Research Conclusions

This paper reveals the complex relationship between clinical features caused by SCN2A variants and different Nav1.2 channel functions through systematic phenotype classification and variant functional analysis. It emphasizes the important roles of variant type, age of seizure onset, and non-epilepsy severity in SCN2A-related disorders. These findings have important guiding value for future precision treatments and selection of clinical trial subjects.

Research Highlights

1. Extensive Phenotype Classification and Functional Assessment: First systematic evaluation of SCN2A-related variant functions, providing a comprehensive understanding combined with clinical phenotypes.
2. Strong Association between Clinical and Variant Functions: Clearly established the close relationship between primary phenotypes, variant types, and different clinical phenotypes of patients, providing strong evidence for future personalized treatments.
3. Extensive Participation and Efficient Data Collection: The study recruited through the FamiliesSCN2A Foundation and conducted systematic data collection through an online platform, improving the completeness and authenticity of the data.

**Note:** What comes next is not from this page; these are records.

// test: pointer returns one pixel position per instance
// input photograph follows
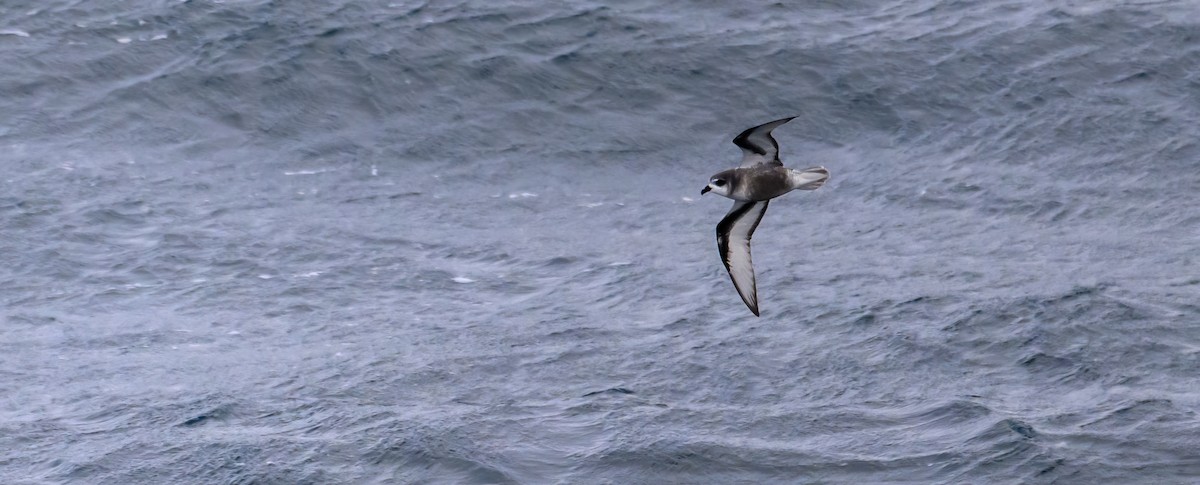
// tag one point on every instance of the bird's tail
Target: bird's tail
(809, 179)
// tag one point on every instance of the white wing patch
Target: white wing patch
(733, 235)
(757, 145)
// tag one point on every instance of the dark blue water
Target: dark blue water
(462, 243)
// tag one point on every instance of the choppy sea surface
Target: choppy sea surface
(462, 243)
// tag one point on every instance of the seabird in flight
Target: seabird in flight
(760, 178)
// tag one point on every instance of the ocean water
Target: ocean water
(462, 243)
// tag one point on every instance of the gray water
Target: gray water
(462, 243)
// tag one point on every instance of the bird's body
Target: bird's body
(761, 178)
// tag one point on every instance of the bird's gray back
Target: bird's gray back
(759, 183)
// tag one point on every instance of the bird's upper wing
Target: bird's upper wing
(757, 145)
(733, 241)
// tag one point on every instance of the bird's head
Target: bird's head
(719, 184)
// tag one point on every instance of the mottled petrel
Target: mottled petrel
(760, 178)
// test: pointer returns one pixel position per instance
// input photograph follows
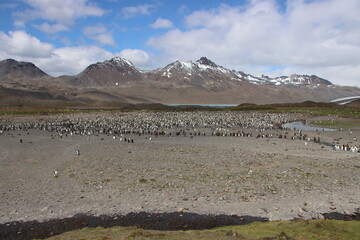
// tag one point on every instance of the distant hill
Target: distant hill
(117, 81)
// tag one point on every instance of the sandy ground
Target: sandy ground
(266, 177)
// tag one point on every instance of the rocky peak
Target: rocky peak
(206, 61)
(120, 62)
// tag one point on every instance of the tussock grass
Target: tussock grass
(281, 230)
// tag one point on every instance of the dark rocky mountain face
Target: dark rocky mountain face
(203, 81)
(12, 69)
(111, 73)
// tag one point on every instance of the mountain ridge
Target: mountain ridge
(201, 81)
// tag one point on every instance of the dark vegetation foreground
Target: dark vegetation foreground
(278, 230)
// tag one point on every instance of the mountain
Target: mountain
(118, 81)
(11, 69)
(114, 72)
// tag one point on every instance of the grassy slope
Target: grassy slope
(287, 230)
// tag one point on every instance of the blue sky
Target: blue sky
(271, 37)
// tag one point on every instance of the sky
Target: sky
(270, 37)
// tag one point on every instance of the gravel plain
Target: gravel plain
(258, 173)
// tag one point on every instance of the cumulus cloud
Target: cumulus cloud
(52, 28)
(72, 60)
(100, 34)
(61, 61)
(321, 35)
(21, 44)
(132, 11)
(161, 23)
(138, 57)
(64, 12)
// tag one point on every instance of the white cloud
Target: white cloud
(99, 33)
(64, 12)
(320, 35)
(72, 60)
(61, 61)
(52, 28)
(129, 12)
(21, 44)
(161, 23)
(138, 57)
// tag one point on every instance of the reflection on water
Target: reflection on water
(303, 127)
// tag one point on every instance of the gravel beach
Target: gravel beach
(177, 168)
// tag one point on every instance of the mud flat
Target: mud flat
(266, 178)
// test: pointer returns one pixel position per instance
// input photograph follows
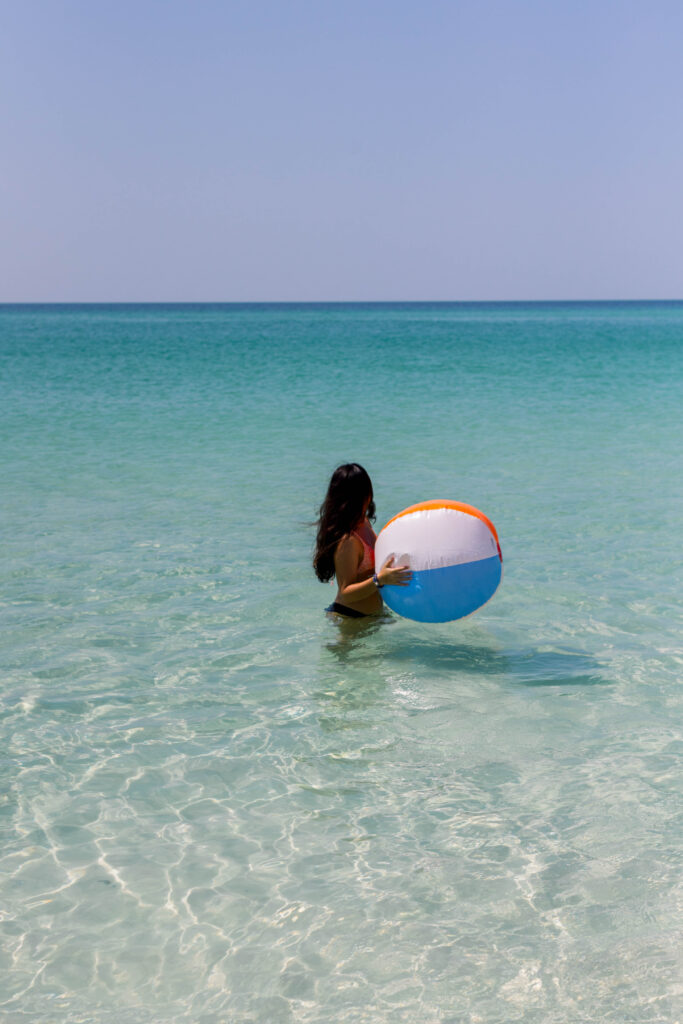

This paper expands our understanding of SCN2A-related disorders by in-depth study of the complex relationship between SCN2A variant functions and clinical phenotypes, providing important directional guidance for future precision medicine. This research model demonstrates the importance of collaboration between basic research and parent advocacy organizations, promoting progress in rare disease research.